(un)lucky day

Today is my lucky day. I came thiiiiiiiis close to somebody T-boning me on my way to work. I had just pulled out of my driveway and started driving to work past my neighbors’ and was just starting to look for something to listen to when




This car comes backing out (at great speed, mind you) with no regard whatsoever to me being RIGHT. THERE. Like RIGHT THERE. I was so busy swerving that I didn’t have time to react and find the horn.


Wait a minute.

You mean I came thiiiiiiiis close to getting my car totaled? My piece of shit car that I have come to despise and pray for it to die peacefully in its sleep (as opposed to violently on the side of the interstate)? And it would have happened in an accident that would’ve left me completely unharmed and been 100% somebody else’s fault? And I would’ve gotten an insurance check (cha-ching!) for someone to take the piece of shit* off my hands?


This is not my lucky day.


* Full disclosure: I realize that in the grand scheme of things this would not actually have solved any problems. a) My car is not entirely a piece of shit. It has, after all, loyally and unquestioningly given me 13 solid years, 177,000+ miles, and at least two epic cross-country road trips from AZ to TN & back. But it passed its prime long ago for sure. It has been overheating daily for at least three weeks. It is too small to hold the Toddler’s Dawdler’s carseat because the power seat, long ago broken, will not move forward enough to accommodate it.

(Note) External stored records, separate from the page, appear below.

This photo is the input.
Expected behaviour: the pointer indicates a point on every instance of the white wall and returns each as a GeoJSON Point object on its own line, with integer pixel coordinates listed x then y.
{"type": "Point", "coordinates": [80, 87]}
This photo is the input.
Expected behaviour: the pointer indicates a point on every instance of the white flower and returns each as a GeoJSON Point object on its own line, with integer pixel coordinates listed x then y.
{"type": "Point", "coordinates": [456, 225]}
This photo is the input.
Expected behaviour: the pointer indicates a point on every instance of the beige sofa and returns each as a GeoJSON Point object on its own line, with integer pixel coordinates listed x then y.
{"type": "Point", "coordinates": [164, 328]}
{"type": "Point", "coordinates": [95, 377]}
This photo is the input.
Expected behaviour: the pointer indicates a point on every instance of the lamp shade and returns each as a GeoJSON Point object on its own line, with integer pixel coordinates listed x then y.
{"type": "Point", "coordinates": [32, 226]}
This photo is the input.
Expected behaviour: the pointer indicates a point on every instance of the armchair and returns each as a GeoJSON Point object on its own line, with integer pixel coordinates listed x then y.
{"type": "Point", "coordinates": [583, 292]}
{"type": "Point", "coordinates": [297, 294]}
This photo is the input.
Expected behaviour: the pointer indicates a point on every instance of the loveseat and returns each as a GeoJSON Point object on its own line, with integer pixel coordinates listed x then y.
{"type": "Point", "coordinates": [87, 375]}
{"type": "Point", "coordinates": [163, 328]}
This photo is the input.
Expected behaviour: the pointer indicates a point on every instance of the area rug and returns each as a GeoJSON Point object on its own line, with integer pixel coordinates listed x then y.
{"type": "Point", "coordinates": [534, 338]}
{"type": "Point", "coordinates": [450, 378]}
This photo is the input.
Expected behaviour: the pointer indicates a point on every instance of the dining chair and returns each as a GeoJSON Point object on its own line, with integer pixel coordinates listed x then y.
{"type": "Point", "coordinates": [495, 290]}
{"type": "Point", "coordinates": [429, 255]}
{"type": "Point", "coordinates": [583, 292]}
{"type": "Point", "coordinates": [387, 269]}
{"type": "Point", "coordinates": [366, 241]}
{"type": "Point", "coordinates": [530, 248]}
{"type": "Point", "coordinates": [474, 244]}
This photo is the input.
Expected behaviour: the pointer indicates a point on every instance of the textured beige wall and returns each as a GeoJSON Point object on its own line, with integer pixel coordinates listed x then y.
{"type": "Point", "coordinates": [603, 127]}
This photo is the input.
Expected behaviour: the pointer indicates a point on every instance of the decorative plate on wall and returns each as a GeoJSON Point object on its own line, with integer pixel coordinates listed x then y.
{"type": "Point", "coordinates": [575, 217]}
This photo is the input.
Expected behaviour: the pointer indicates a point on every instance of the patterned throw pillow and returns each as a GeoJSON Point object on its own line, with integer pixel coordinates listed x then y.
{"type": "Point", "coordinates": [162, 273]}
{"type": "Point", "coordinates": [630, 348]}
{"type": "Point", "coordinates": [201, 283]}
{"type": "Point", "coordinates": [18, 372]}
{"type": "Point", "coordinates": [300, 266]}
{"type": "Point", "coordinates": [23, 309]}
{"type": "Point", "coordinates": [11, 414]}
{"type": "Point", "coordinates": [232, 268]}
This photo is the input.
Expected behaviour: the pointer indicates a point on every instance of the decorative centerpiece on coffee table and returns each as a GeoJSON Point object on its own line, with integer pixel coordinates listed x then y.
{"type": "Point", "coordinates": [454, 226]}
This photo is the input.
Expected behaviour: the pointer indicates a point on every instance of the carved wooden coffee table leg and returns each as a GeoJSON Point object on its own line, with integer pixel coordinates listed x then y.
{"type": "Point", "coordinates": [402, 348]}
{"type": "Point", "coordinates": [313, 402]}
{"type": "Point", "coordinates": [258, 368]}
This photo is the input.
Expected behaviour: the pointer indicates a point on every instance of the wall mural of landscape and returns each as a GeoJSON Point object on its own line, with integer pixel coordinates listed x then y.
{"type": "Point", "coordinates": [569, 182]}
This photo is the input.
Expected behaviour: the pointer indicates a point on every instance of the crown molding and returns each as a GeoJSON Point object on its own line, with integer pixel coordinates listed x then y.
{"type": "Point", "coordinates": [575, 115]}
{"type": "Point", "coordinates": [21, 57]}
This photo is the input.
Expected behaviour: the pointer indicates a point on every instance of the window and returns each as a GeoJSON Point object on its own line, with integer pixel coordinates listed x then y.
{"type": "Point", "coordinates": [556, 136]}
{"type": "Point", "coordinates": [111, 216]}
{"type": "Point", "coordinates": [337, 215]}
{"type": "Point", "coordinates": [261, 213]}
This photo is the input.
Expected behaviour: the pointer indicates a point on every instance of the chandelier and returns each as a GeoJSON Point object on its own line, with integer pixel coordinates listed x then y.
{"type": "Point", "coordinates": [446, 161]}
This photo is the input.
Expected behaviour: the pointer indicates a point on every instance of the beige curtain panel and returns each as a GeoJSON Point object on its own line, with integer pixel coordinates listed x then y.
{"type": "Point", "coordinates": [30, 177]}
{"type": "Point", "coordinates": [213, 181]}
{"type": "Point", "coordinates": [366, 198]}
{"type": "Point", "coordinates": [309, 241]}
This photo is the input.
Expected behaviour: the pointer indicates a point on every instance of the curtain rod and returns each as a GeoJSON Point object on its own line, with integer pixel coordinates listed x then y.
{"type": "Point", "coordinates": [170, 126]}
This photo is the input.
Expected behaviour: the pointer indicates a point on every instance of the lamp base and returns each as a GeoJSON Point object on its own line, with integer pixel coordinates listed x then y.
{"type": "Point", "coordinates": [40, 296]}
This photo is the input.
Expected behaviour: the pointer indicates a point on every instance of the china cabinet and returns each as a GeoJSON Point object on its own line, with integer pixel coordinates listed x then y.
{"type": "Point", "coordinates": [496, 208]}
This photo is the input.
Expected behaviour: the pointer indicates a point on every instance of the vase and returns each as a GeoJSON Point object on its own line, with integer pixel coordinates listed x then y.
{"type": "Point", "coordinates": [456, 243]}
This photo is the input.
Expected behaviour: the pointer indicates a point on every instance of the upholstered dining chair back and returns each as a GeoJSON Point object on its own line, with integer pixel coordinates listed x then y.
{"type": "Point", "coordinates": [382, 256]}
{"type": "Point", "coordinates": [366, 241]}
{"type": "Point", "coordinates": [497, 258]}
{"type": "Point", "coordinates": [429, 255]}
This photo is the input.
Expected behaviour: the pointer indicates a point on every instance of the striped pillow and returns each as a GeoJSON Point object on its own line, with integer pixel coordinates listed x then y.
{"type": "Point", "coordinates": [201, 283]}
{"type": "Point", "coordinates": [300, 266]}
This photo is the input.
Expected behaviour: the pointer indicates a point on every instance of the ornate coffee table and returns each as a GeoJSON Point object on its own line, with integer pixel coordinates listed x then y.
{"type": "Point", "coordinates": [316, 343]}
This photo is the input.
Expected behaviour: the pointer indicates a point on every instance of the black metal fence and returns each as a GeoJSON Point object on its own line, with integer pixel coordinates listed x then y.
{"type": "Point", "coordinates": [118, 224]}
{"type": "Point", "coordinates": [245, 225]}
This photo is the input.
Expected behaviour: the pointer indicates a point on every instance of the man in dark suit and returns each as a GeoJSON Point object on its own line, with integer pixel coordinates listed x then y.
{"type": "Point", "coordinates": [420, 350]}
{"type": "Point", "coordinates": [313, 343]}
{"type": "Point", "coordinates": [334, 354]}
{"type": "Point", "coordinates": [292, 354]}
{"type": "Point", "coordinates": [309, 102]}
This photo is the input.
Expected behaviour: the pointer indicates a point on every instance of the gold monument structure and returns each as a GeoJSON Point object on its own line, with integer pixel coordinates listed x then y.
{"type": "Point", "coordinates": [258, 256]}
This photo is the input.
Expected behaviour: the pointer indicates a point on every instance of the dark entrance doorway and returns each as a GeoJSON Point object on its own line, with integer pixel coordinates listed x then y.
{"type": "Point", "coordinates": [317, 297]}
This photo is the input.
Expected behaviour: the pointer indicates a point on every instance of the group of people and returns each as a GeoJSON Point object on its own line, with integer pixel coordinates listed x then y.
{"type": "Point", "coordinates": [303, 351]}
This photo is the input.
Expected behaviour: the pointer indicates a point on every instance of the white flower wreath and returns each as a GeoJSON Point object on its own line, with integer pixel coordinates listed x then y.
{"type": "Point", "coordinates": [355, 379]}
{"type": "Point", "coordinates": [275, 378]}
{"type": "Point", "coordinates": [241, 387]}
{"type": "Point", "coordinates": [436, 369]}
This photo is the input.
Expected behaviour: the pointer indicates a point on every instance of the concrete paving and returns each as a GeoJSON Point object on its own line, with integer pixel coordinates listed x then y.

In fact it *barely* accommodates Baby’s carseat. And then there’s cosmetic issues, not the least of which is that its coat, once a lustrous jet black, is now speckled gray metal molting tiny threads of black paint that get stripped off daily thanks to 13 years in Arizona. Basically it looks like it walked off the set of Mad Max. In 1980.

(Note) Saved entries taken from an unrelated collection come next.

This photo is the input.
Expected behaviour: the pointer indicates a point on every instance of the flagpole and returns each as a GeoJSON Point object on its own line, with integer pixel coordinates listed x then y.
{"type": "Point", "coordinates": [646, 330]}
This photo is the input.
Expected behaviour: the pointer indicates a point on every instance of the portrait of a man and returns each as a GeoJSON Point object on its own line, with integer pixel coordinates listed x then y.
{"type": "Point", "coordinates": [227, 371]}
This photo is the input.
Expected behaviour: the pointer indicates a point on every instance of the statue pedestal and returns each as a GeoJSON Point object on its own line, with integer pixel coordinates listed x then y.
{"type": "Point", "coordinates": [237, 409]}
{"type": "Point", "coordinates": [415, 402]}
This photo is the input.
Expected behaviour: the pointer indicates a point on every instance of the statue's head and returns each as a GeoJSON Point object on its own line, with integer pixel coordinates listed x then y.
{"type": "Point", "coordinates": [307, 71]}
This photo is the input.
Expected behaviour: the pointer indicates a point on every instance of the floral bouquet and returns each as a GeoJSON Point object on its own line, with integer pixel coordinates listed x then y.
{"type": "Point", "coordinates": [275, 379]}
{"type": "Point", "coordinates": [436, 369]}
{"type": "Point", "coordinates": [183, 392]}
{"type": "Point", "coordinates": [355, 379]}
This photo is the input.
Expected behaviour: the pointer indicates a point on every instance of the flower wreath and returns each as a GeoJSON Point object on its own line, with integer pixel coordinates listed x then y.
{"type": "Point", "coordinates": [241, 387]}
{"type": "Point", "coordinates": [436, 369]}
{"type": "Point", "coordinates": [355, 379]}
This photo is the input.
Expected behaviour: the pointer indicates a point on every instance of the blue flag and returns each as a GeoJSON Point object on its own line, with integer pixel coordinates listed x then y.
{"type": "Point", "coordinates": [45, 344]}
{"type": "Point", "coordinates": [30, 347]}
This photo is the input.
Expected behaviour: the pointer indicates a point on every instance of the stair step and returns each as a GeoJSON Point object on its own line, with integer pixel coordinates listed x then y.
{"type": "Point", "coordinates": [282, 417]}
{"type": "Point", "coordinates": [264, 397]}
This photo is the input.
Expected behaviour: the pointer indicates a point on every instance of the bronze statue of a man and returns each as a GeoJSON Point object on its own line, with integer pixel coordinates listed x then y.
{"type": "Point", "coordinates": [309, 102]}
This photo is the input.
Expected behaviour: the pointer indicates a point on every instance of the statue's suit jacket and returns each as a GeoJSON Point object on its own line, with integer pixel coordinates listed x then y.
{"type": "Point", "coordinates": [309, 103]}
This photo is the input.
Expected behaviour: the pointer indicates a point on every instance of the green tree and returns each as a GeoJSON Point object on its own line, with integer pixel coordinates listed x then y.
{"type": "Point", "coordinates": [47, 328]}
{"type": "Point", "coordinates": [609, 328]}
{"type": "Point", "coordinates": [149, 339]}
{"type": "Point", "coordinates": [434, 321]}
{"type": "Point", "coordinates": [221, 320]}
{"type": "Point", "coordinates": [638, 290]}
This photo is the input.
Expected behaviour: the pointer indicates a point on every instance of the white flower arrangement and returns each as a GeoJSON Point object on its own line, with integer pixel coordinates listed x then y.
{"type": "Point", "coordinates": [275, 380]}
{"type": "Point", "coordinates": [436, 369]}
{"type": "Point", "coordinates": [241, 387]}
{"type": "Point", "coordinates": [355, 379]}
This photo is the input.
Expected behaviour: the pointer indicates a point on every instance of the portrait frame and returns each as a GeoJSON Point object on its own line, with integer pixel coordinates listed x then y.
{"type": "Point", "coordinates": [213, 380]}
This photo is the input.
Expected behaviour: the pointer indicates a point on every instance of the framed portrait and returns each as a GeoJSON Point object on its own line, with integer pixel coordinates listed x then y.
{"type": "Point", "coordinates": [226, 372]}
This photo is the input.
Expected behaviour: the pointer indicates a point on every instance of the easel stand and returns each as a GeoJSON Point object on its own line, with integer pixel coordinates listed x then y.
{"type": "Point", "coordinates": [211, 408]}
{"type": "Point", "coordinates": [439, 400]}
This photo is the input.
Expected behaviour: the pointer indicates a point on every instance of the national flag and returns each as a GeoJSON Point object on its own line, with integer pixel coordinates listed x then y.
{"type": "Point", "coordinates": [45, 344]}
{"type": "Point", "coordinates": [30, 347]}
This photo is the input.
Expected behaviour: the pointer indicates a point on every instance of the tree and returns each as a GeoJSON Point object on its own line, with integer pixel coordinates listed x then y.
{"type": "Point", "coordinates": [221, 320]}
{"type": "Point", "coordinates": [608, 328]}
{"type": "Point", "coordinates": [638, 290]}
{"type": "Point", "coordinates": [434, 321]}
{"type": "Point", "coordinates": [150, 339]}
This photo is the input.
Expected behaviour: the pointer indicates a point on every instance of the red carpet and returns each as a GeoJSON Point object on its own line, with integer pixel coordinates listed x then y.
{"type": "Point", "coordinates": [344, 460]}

But also b) then I would have no car as we cannot afford a new one. Where new = new to me only. Especially because insurance writes you a check for the value of the car as it is today, not the price of a new (even new to me) car. Which in my case is about $1400, give or take. In other words, I could buy a sweet ass bike for that! Which would be delightful in 120 degrees. Between daycare for two children under the age of 3 and My Better Half™’s being chronically underemployed and woefully underpaid…there’s just no way.

So I’ll reluctantly call it a lucky day.

Unfiltered Thoughts: Halloween Costume edition

I like to say that I suck at coming up with Halloween costumes. And I do, but every once in awhile I have a good idea. It’s just that it comes at the wrong time. In this case, either 6 months too late or 6 months too soon, depending on how you look at it.

What is it? We take the top off the bike trailer, thus transforming it into a convertible. Whoever is the cyclist (me or My Better Half™) dresses like a horse, and the Toddler stands in it as a Roman Gladiator. Or, I suppose Katniss Everdeen, if you want a more contemporary analogy.

Probably unsafe. But you gotta admit, it’s a good one! Remind me of this in about 4 months, would you?